Ingest records are saved to result/.ingest_record.json to avoid duplicate ingestion.

Step 2 — Eval

Send QA questions to OpenClaw agent and optionally judge answers.

bash
# Run QA + judge for all samples (6 concurrent threads)
python eval.py --threads 6 --judge

# Single sample
python eval.py --sample conv-26 --threads 6 --judge

# First 12 questions only
python eval.py --sample conv-26 --count 12 --threads 6 --judge

# Judge-only (grade existing responses in CSV)
python eval.py --judge-only

Key options:

OptionDescription
--sampleSample ID or index. Default: all
--countMax QA items to process
--threadsConcurrent threads per sample (default: 10)
--judgeAuto-judge each response after answering
--judge-onlySkip QA, only grade ungraded rows in existing CSV
--openclaw-urlOpenClaw gateway URL (default: http://127.0.0.1:18789)
--openclaw-tokenAuth token (or OPENCLAW_GATEWAY_TOKEN env var)
--judge-base-urlJudge API base URL (default: Volcengine ARK)
--judge-modelJudge model (default: doubao-seed-2-0-pro-260215)
--outputOutput CSV path (default: result/qa_results.csv)

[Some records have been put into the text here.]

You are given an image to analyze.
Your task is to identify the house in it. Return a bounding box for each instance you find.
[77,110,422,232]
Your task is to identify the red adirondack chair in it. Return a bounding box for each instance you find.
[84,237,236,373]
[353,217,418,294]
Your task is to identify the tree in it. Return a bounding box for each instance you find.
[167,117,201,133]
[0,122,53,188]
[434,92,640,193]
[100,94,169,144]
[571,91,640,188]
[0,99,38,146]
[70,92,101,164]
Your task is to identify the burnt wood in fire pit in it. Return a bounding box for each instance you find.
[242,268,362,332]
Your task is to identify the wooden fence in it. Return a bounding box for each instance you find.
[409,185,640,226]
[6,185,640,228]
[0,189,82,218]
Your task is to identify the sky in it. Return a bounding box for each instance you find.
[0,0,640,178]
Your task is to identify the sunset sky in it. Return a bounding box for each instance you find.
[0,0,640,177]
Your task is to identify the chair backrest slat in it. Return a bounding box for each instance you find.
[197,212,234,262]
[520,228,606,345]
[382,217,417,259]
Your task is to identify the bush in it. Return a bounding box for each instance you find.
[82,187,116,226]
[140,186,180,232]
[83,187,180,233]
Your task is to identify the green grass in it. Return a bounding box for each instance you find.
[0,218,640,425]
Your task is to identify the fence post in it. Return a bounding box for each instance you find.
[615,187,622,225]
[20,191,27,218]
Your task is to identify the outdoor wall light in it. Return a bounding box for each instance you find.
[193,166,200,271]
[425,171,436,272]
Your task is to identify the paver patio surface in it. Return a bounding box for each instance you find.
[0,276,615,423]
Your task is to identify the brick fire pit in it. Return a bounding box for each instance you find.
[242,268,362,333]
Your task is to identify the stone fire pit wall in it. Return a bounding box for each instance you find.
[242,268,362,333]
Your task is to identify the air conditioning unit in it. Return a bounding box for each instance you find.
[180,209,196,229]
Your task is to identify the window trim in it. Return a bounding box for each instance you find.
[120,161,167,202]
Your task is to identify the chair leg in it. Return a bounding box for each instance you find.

Results are written to result/qa_results.csv. Failed ([ERROR]) rows are automatically removed at the start of each run and retried.

Output

result/qa_results.csv columns:

ColumnDescription
sample_idConversation sample ID
question_idUnique question ID (e.g. conv-26_qa0)
question / answerQuestion and gold answer
category / category_nameQuestion category
responseAgent response
input_tokens / output_tokens / total_tokensLLM token usage
time_costEnd-to-end latency (seconds)
resultCORRECT or WRONG
reasoningJudge's reasoning

Summary Output

After eval completes:

=== Token & Latency Summary ===
  Total input tokens : 123456
  Avg time per query : 18.3s

=== Accuracy Summary ===
  Overall: 512/1540 = 33.25%
  By category:
    multi-hop           : 120/321 = 37.38%
    single-hop          : 98/282 = 34.75%
    temporal            : 28/96  = 29.17%
    world-knowledge     : 266/841 = 31.63%

Delete Supermemory Data

bash
# Delete a specific sample's documents
python delete_container.py conv-26

# Delete all samples from the dataset
python delete_container.py --from-data

# Delete first N samples
python delete_container.py --from-data --limit 3

Note: delete_container.py uses documents.list(containerTags=[tag]) + documents.deleteBulk(ids=[...]) in batches of 100, and also clears the corresponding ingest records from result/.ingest_record.json.